Maxey understood the Sixers didn’t have the MVP version of Embiid who'd scored 50 points in Game 3.

“Considering that our No. 1 option was struggling, for him to kind of say, ‘All right, I’ve got to put this team on my back’ and go … just kept encouraging him to take his chances, take his shots, make plays,” Nurse said. “And he certainly did it. He got in a rhythm and made a whole bunch of ‘em.”

In reflecting on his fourth quarter, Maxey singled out a teammate who never left the bench, praising a player currently outside of Nurse’s rotation after a poor start to his first postseason.

“I’m going to give a quick shout-out to Buddy Hield because I was on the bench and I was really upset with myself,” Maxey said. “I’d missed three free throws, turned the ball over, and Buddy Hield just grabbed me and said, ‘Listen, dude, you know what you can do. Go out there and make up for it.’

“I really do appreciate Buddy for that, man. I know it’s going to go unnoticed, but it was big time of him.”

Overtime was also not the steadiest ride for the Sixers, but they pulled in front for good with a non-Maxey bucket.

Oubre handled the ball and started a set that’s frequently progressed until Maxey and Embiid run their two-man game. In Game 5, the first option — Oubre darting behind the defense off Embiid’s back screen — was available.

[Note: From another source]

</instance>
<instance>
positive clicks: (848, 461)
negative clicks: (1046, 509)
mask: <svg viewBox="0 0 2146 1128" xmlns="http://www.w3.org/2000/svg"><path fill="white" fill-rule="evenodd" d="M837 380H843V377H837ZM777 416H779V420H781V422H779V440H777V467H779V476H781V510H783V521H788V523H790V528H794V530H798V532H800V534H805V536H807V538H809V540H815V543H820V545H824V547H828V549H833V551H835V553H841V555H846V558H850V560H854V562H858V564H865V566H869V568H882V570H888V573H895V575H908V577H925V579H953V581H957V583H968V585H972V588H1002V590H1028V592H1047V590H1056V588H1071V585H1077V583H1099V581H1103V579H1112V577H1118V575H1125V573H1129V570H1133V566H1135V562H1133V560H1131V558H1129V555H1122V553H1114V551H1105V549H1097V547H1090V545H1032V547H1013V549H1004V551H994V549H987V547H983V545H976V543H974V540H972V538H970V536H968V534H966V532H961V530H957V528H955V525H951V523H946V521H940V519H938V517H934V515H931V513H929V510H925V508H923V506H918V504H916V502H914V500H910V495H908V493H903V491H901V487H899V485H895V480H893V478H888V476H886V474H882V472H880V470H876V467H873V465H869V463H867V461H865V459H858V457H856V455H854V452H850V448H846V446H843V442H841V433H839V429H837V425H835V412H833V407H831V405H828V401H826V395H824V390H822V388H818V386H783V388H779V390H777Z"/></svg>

Oubre initially dropped Batum’s pass Tuesday, but he recovered in time to score.

“We’ve been running that play,” he said. “We kind of set them up a little bit. They were keying in on Tyrese. He hit huge shots and was a super threat behind the arc. We knew that a back cut would be open because we’d been doing everything pick-and-pop, pick-and-roll. It was just a genius play by Coach in that moment.”

The play calls and the nuances of execution mattered, but it all felt secondary to what Maxey pulled off.

As Harris recalled Tuesday, the Sixers “saw flashes of how good he could be and how he really embraces the moment” back when Maxey was a 20-year-old rookie who thrived in their Game 6 win over the Hawks.

A few years later, he was right at home as the Sixers hoped for a miracle.

“All I thought about right there was just find a way to survive, because the season’s on the line,” Maxey said. “I trust my work. I trust what I’ve done all my life. I was just trying to get to a spot, raise up, and knock the shot down.”